Lee Miller y Agneta Fischer (1932) / George Hoyningen-Huene

Lo que damos por sentado

Ya sabemos que los grandes libros lo son porque consiguen contar historias que tocan a lectores de lenguas diferentes, países enfrentados, siglos separados por revoluciones.

Millones de personas reconocen la pasión, el odio o la venganza y se dejan envolver por historias que imaginó alguien hace 400 años en una dacha rusa, por ejemplo. Hay otros, más pequeños, que nunca explotarán como el cañonazo de las obras maestras, pero que se clavan en nuestro cerebro y en nuestra cabeza con la precisión de un pequeño y elegante bisturí. Son los que parecen hablarnos a nosotros y, hasta de nosotros, aunque el protagonista sea una refugiado paquistaní o una jubilada de Ohio. Y esa capacidad es extraordinaria.

Hay libros que se clavan en nuestro cerebro con la precisión de un bisturí.

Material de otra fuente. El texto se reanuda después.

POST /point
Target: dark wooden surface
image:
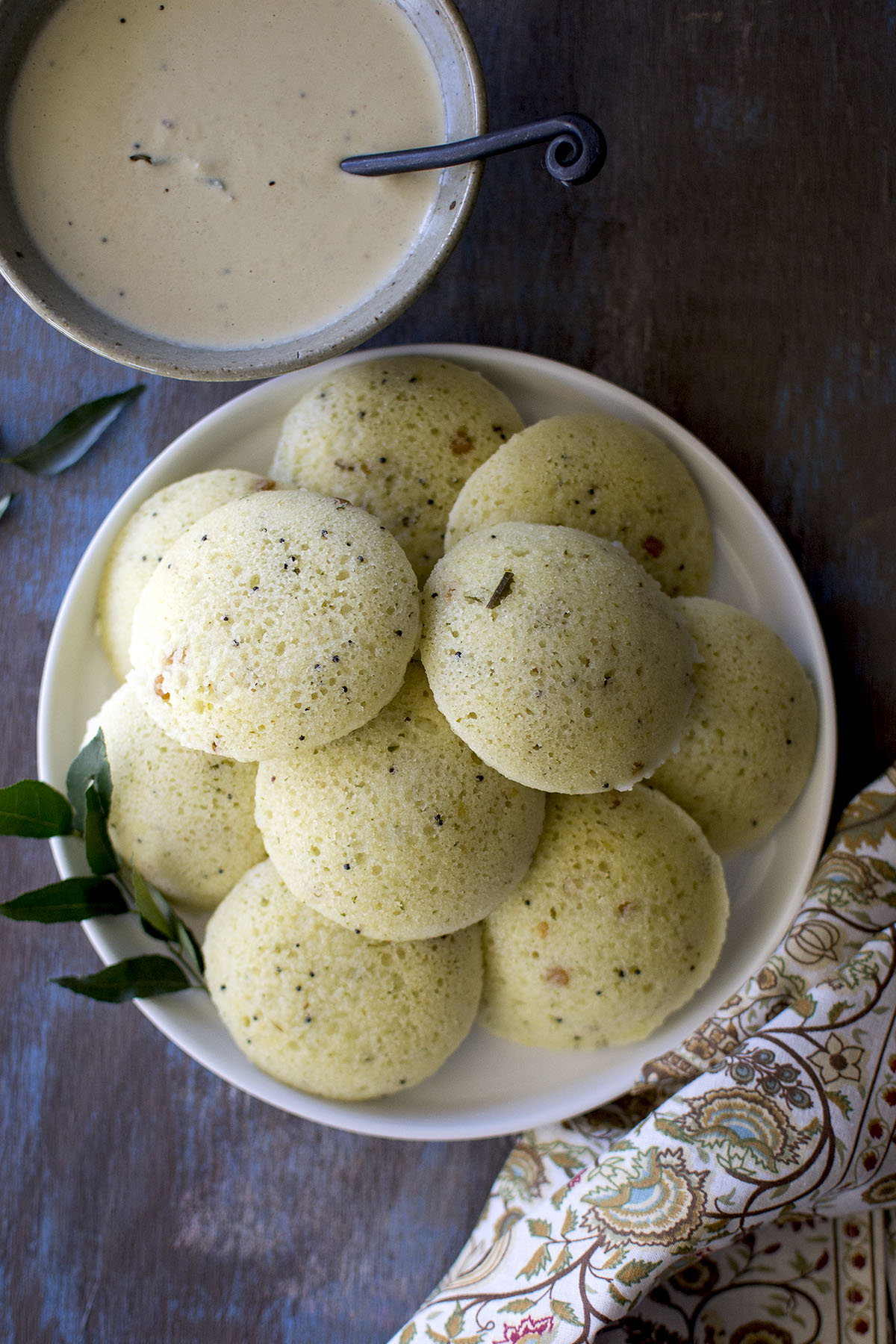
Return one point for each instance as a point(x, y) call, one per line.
point(734, 265)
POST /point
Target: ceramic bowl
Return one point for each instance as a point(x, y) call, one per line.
point(460, 75)
point(489, 1086)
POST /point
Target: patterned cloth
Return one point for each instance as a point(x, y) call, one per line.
point(738, 1194)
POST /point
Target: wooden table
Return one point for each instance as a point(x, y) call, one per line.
point(735, 267)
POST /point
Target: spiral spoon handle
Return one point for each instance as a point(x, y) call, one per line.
point(576, 151)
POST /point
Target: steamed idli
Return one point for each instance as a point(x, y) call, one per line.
point(605, 476)
point(556, 658)
point(277, 623)
point(398, 436)
point(398, 830)
point(183, 819)
point(146, 538)
point(326, 1009)
point(750, 735)
point(618, 922)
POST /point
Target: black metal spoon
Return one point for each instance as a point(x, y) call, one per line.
point(576, 152)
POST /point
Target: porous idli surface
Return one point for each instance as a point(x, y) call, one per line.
point(605, 476)
point(398, 436)
point(556, 658)
point(398, 830)
point(748, 741)
point(328, 1011)
point(146, 538)
point(620, 920)
point(277, 623)
point(183, 819)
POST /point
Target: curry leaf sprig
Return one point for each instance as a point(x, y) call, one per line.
point(67, 441)
point(38, 811)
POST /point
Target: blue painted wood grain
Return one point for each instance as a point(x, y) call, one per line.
point(735, 265)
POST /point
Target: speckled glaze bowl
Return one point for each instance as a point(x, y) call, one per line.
point(460, 75)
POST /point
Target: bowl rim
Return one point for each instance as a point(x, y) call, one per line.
point(112, 339)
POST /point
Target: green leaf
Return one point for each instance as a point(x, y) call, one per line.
point(72, 900)
point(535, 1263)
point(101, 856)
point(153, 909)
point(89, 766)
point(139, 977)
point(35, 809)
point(564, 1312)
point(70, 437)
point(190, 949)
point(635, 1270)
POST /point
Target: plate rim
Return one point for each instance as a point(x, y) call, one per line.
point(485, 1120)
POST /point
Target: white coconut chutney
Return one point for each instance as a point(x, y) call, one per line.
point(178, 163)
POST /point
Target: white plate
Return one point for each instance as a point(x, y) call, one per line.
point(489, 1086)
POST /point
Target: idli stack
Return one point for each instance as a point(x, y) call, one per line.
point(618, 922)
point(398, 436)
point(556, 658)
point(146, 538)
point(750, 735)
point(398, 830)
point(183, 819)
point(328, 1011)
point(605, 476)
point(277, 623)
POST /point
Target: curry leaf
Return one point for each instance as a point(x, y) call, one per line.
point(70, 437)
point(101, 856)
point(139, 977)
point(89, 766)
point(35, 809)
point(67, 900)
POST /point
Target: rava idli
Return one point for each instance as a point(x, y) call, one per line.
point(605, 476)
point(398, 830)
point(556, 658)
point(183, 819)
point(618, 922)
point(398, 436)
point(326, 1009)
point(750, 735)
point(146, 538)
point(277, 623)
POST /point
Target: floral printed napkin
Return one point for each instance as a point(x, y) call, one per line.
point(738, 1194)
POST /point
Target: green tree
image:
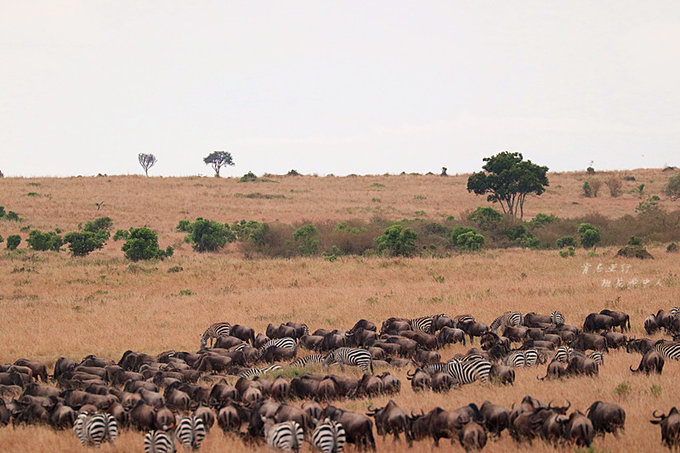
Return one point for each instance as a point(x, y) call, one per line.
point(486, 218)
point(13, 241)
point(508, 179)
point(208, 235)
point(146, 161)
point(142, 244)
point(218, 159)
point(81, 243)
point(397, 240)
point(307, 236)
point(590, 235)
point(37, 240)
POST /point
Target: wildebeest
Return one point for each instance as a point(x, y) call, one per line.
point(606, 417)
point(670, 427)
point(652, 362)
point(390, 419)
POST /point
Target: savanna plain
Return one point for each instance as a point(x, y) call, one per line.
point(53, 305)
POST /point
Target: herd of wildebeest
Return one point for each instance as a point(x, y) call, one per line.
point(237, 381)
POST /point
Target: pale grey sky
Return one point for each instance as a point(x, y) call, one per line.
point(336, 86)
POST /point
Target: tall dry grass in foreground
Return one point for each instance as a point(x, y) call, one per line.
point(53, 305)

Pienso en Tierra desacostumbrada, de Jhumpa Lahiri, o en Luz de febrero, de Elizabeth Strout. Y en una sorpresa que acaba de publicarse, firmada por Rachel Cusck, que se llama Segunda casa y que arranca como una historia que resulta lejana y un poco desdibujada, pero que se pega a la piel del que la lee y termina siendo un inquietante y precioso recordatorio de algunas cosas fundamentales que tendemos a olvidar. Por ejemplo: «Siempre di por sentado que el placer me estaba esperando como si fuera acumulándolo en una cuenta bancaria, pero cuando fui a reclamarlo resultó que la cuenta estaba vacía». A mí también se me olvida que, de vez en cuando, conviene revisar lo que damos por sentado.